What happened to measured public services productivity between 1997 and 2019?

  • Between 1997 and 2019, measured public service productivity increased on average by 0.2% per year.
  • In contrast, economy-wide productivity increased by 1.1% per year on average over that period.
  • Among all the public services the ONS measures, only healthcare saw increases in productivity (of 0.9% per year on average), while all other services declined in productivity.
  • Public order and safety (which includes prisons and courts) declined most rapidly, by 1.5% per year on average.
  • This period can broadly be split into two: the period between 1997 and 2009, where productivity fell by 0.2% per year on average, and the period 2009 to 2019 where productivity increased by 0.7% per year on average. However, this should be interpreted cautiously. The way productivity is measured is not perfect, and there may be other aspects of service quality not captured in these numbers.

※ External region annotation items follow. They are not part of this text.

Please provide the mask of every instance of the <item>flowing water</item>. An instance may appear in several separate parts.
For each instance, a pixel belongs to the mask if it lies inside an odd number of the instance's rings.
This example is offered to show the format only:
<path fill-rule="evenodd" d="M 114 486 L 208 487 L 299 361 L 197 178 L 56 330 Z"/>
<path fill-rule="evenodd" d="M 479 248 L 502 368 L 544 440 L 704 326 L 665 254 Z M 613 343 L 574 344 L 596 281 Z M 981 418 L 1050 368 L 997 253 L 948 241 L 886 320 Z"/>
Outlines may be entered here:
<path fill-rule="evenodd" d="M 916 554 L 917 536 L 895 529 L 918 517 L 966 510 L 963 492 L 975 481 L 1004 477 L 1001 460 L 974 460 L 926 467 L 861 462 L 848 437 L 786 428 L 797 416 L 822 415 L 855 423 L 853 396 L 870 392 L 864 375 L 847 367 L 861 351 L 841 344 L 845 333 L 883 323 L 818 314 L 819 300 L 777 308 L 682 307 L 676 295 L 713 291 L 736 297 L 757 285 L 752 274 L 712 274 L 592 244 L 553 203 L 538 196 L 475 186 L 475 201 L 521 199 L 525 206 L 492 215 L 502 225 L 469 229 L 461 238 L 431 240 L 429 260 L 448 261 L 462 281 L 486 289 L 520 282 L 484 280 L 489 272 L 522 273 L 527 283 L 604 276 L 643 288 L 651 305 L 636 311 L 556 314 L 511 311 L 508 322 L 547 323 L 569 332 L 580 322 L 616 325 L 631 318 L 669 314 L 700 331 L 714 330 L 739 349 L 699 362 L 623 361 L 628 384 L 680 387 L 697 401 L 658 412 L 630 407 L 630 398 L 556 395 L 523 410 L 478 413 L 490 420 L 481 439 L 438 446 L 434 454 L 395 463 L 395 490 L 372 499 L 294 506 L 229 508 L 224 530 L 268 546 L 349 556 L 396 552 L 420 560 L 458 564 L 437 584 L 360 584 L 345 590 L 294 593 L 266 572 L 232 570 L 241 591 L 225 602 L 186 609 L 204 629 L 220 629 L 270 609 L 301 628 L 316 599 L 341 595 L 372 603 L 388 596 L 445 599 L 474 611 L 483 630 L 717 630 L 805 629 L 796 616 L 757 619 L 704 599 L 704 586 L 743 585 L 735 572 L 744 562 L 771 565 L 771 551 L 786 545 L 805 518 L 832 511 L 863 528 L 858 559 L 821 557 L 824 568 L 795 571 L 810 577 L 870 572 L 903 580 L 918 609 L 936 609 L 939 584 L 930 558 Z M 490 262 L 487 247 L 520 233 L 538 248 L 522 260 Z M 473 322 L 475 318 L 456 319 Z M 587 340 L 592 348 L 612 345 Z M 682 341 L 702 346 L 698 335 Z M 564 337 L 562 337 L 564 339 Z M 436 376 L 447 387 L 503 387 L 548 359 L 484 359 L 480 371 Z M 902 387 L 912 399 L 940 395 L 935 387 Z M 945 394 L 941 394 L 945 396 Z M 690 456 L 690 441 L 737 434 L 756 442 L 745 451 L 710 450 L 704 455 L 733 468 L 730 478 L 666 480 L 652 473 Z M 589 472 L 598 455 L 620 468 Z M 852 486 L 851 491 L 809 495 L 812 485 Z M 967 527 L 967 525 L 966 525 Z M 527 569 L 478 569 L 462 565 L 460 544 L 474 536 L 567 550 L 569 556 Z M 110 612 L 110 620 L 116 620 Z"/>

What has happened to public service productivity since the onset of the pandemic?

  • How public service productivity has recovered since 2020 is still uncertain, in part because the ONS’s official statistics, incorporating a full quality adjustment, are only published with a three-year lag.


How can governments improve public service productivity?

  • Institute for Government research has shown that there are no silver bullets to immediately increase public service productivity, but that there are several barriers to productive working that, if addressed, could lead to improved productivity in the longer-term.
  • Well-targeted capital investment in buildings and equipment can help staff operate more effectively. For example, in the NHS a shortage of scanners and outdated IT equipment has been found to prevent staff working as productively as they can.
  • Good management, and good management practices, are important to help large organisations like public service providers operate effectively. In the NHS, managerial roles have not kept pace with growing clinical staff numbers.
  • Retention of experienced staff and clear workforce planning.
  • While there was initially no fresh funding attached to the government’s target of 0.5% annual growth in public sector productivity, announced in the 2023 autumn statement, the spring budget saw the chancellor commit £3.4 billion in additional capital funding to deliver the NHS productivity plan, spread over three years from 2025/26.
  • He also pledged a further £0.8bn over the same period to improve productivity in other public services. This includes £230 million for the police, including establishing a Centre for Police Productivity, and £170m for the justice system.